Telehealth Ontario is no doubt a fantastic service, but it’s one I hardly ever use. By this point in our relationship, I’ve come to accept that Telehealth and I have different priorities. When I’m wondering how many over-the-counter painkillers I can safely take, it wants to know if I’ve vomited blood or foamed at the month. Pretty annoying, really. Seizures must trigger a flashing red warning signal on the Telehealth desktop, because, probably for liability reasons, I have never received practical advice beyond instructions to get in a cab and check myself in. Indeed, any communication inevitably ends with an emphatic “go to the hospital.”
After not seeking Telehealth counsel for several months, this evening I gave in and dialed the number. Though I harbored the naive hope that things could be different, the nurse and I got off on the wrong foot right from the get-go. Four minutes in, I began to suspect that I was conversing with a gruff older woman whom I often encounter at the grocery store. “So let me get this straight; you lost consciousness and didn’t seek medical attention?” How was I supposed to respond to this openly disapproving inquiry? I’ve always wondered what “tsk tsk” sounds like in real life, and now I know.

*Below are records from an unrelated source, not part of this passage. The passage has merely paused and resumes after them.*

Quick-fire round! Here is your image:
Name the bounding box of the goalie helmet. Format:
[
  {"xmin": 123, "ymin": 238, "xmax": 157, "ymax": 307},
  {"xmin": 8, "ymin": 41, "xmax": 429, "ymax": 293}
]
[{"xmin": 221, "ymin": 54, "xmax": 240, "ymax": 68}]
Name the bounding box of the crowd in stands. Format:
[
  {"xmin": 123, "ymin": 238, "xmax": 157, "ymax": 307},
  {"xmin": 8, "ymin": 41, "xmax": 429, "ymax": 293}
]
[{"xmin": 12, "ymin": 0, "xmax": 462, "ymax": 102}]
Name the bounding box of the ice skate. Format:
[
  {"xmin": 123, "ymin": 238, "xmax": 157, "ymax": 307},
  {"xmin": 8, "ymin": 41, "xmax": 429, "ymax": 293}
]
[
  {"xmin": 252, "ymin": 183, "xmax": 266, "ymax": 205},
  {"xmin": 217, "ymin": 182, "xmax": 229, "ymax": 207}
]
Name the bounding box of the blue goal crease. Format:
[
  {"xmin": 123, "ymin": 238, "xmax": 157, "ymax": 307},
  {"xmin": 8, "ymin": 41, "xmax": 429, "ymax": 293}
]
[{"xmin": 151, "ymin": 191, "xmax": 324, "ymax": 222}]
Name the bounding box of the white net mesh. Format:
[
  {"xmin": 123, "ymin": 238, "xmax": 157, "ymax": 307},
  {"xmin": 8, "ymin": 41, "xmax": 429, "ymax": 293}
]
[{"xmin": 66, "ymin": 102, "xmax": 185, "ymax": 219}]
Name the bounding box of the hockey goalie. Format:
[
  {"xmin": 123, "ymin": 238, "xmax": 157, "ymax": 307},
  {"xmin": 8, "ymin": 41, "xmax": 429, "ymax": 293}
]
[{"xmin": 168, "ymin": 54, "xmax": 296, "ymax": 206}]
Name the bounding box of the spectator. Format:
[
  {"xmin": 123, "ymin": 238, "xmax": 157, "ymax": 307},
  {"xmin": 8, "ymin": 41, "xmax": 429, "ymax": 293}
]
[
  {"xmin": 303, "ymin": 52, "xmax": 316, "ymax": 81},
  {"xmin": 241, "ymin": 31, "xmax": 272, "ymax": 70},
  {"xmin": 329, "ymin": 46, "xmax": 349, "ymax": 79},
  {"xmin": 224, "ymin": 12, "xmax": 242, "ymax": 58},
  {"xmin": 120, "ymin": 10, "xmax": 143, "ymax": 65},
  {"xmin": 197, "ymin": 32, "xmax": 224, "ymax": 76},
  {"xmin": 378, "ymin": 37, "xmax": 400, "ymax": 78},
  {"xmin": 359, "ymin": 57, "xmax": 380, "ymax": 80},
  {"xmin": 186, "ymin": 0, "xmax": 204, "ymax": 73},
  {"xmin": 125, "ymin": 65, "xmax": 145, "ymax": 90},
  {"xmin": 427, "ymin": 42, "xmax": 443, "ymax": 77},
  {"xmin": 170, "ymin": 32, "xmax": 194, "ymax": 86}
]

It continued. “You need to go to the emergency room.” I politely indicated that the situation didn’t necessitate six fruitless hospital hours. “No, you need to go to the ER,” she insisted. I explained that I’m a pro at the seizure game and had only called to ask how to alleviate my symptoms (information she refused to impart). “ER.” Now frustrated and eager to get back to my Woody Allen documentary, I told her that I’d make my way to Toronto Western. This time her tone was unequivocally critical. “OK, but are you actually going to go?”
Seriously? Since when are medical professionals allowed to be so aggressive? Let’s ignore the fact that my inflated ego allowed me to assume that my Girl Guide First Aid Badge and years of symptom-checking on WebMD rendered me better qualified to make medical decisions than this RN and her extensive post-secondary training. Following a few more one-word commands, our impasse ended when she threatened to send an ambulance and I promised to go to the doctor.
Now I’m half-worried that, despite the compromise I struck with the mean Telehealth nurse, I’ll hear the wail of totally unnecessary sirens scream down the street.